The Committed Generation (la Generación Comprometida in Spanish) was a literary generation that emerged in El Salvador during the 1950s, in which writers from various Latin American countries lived in El Salvador in exile or for diplomatic reasons. Among them are Otto René Castillo and Miguel Ángel Asturias from Guatemala, Guillermo Calderón Puig from Honduras, Rigoberto López Pérez from Nicaragua, Manuel Mejía Vallejo from Colombia and Darío Cossier from Argentina, among others.

The name "Committed" (Comprometida) was coined by the poet Ítalo López Vallecillos, influenced by Sartrean thought. It had two stages: the first, with the founding nucleus, made up of López Vallecillos himself, Irma Lanzas, Waldo Chávez Velasco, Álvaro Menen Desleal, Eugenio Martínez Orantes and others. The second, with the emergence in 1956 of the Círculo Literario Universitario, founded in the Faculty of Law of the University of El Salvador.

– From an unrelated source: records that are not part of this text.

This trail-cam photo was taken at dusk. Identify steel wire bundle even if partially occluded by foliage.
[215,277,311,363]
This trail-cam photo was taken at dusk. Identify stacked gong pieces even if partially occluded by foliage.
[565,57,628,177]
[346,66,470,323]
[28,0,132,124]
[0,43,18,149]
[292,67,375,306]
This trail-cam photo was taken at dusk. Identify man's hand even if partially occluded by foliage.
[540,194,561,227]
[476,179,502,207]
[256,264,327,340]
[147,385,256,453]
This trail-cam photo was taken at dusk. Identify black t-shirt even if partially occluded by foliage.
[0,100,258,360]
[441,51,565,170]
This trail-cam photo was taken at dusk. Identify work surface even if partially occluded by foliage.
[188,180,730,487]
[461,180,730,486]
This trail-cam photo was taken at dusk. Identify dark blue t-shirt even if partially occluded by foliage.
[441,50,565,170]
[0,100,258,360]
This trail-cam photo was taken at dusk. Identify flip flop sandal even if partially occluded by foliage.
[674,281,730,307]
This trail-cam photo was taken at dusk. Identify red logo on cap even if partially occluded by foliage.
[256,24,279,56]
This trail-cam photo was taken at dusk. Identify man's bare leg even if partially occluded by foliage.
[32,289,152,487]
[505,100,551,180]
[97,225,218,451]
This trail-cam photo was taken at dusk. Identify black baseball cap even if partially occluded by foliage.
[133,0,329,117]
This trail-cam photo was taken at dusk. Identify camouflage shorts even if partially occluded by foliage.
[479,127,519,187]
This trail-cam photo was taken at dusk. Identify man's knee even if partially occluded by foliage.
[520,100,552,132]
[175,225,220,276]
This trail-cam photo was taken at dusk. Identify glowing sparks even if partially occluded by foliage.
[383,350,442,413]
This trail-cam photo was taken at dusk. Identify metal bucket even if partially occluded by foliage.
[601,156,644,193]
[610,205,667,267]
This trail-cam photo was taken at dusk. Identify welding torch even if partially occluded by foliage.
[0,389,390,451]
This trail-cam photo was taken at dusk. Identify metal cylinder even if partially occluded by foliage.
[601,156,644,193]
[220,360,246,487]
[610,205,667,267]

The Circle integrated the poets Roque Dalton, Roberto Armijo, José Roberto Cea, Manlio Argueta and Tirso Canales. Armijo, Cea, Argueta, Canales, and the poet Alfonso Quijada Urías directed, during the 1960s until 1979, the cultural magazine entitled La Pájara Pinta.

The Committed Generation influenced subsequent literary promotions, both for its desire to delve into Salvadoran reality, and for its search for aesthetic renewal, which had the most heterogeneous concretions: from science fiction and the theater of the absurd by Álvaro Menéndez Leal, going through the poetic renewal of Roque Dalton, to the indigenism and popular tone of José Roberto Cea.

== Members of the Committed Generation ==

- Álvaro Menéndez Leal (also known as Álvaro Menen Desleal)
- Oswaldo Escobar Velado
- José René Arteaga Rebollo
- Ítalo López Vallecillos
- Waldo Chávez Velasco
- Irma Spears
- Eugenio Martinez Orantes
- Ricardo Bogrand
- Armando López Muñoz
- Mercedes Durand
- Roque Dalton
- Manlio Argueta
- Jose Roberto Cea
- Roberto Armijo
- Tirso Canales
- Miguel Angel Parada

Some authors include within this Generation the painter Camilo Minero and the writers Alfonso Quijada Urías and Ricardo Castrorrivas.